= Felicia Stewart =

American doctor

Felicia H. Stewart (1943–2006) was a women's health physician and expert in the field of reproductive health.

==Education==
Stewart was a Phi Beta Kappa graduate of the University of California, Berkeley, with honors in Biochemistry. In 1969, she received her medical degree from Harvard Medical School. Stewart completed her post-graduate training at Cambridge City Hospital and at the UCSF Medical Center.

==Career==
From 1999 to 2006 Stewart served as Director and Professor at the Center for Reproductive Health Research and Policy at the University of California, San Francisco. The Center was established to integrate research, policy development, clinical services and training efforts of UCSF faculty across the disciplines of contraception, abortion, and sexually transmitted infection.

Prior to her appointment at UCSF, Stewart directed the Reproductive Health Program at the Henry J. Kaiser Family Foundation where she was responsible for grant making in the field of reproductive health and in supporting the Foundation’s work with media and public education.

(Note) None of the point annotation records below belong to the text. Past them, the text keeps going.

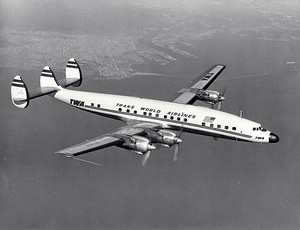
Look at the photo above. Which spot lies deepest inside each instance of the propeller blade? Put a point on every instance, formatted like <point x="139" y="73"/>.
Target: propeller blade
<point x="219" y="105"/>
<point x="224" y="91"/>
<point x="176" y="152"/>
<point x="146" y="158"/>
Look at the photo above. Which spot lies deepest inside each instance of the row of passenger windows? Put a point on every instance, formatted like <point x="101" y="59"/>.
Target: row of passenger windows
<point x="98" y="105"/>
<point x="156" y="115"/>
<point x="179" y="119"/>
<point x="218" y="126"/>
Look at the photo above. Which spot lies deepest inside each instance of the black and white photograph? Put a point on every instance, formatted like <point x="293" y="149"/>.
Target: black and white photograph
<point x="150" y="115"/>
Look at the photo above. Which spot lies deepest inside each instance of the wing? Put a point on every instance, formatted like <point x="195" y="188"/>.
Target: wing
<point x="110" y="139"/>
<point x="188" y="95"/>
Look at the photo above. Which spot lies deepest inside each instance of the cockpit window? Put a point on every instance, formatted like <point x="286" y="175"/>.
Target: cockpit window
<point x="262" y="129"/>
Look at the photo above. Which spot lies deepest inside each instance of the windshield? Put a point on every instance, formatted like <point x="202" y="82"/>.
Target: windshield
<point x="262" y="129"/>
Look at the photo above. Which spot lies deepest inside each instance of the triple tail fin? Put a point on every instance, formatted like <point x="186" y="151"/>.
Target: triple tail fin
<point x="73" y="74"/>
<point x="19" y="93"/>
<point x="48" y="84"/>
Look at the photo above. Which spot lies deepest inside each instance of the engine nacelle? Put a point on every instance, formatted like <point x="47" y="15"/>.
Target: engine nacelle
<point x="164" y="137"/>
<point x="210" y="97"/>
<point x="138" y="144"/>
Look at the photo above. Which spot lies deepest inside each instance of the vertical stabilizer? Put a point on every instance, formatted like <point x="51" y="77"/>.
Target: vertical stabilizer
<point x="47" y="79"/>
<point x="19" y="93"/>
<point x="73" y="73"/>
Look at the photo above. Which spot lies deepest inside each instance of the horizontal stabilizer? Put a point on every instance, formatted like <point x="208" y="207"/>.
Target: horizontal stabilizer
<point x="19" y="93"/>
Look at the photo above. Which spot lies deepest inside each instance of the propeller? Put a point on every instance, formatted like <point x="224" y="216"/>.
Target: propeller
<point x="176" y="150"/>
<point x="146" y="158"/>
<point x="221" y="98"/>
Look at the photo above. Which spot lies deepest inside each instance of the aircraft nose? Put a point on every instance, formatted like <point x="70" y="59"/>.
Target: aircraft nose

In the mid-1990s, Stewart served as Deputy Assistant Secretary for Population Affairs for the United States Department of Health and Human Services where she helped formulate and implement domestic and international policies on family planning and population issues. In this position, she had direct responsibility for management of the National Family Planning Program (Title X) and the Adolescent Family Life Program (Title XX).

Stewart wrote Understanding Your Body: The Concerned Women’s Guide to Gynecology and Health, a non-technical reference book, and was co-author of Contraceptive Technology, a major reference source in the field of family planning. She was a nationally recognized lecturer and expert in the field of reproductive health. Her special research interest in contraceptive development led to numerous clinical studies carried out in conjunction with her clinical practice.

==Legacy==

The American Public Health Association presents the Felicia Stewart Advocacy Award in her memory. The American Society for Emergency Contraception presents the Felicia Stewart Award for Lifetime Achievement in EC.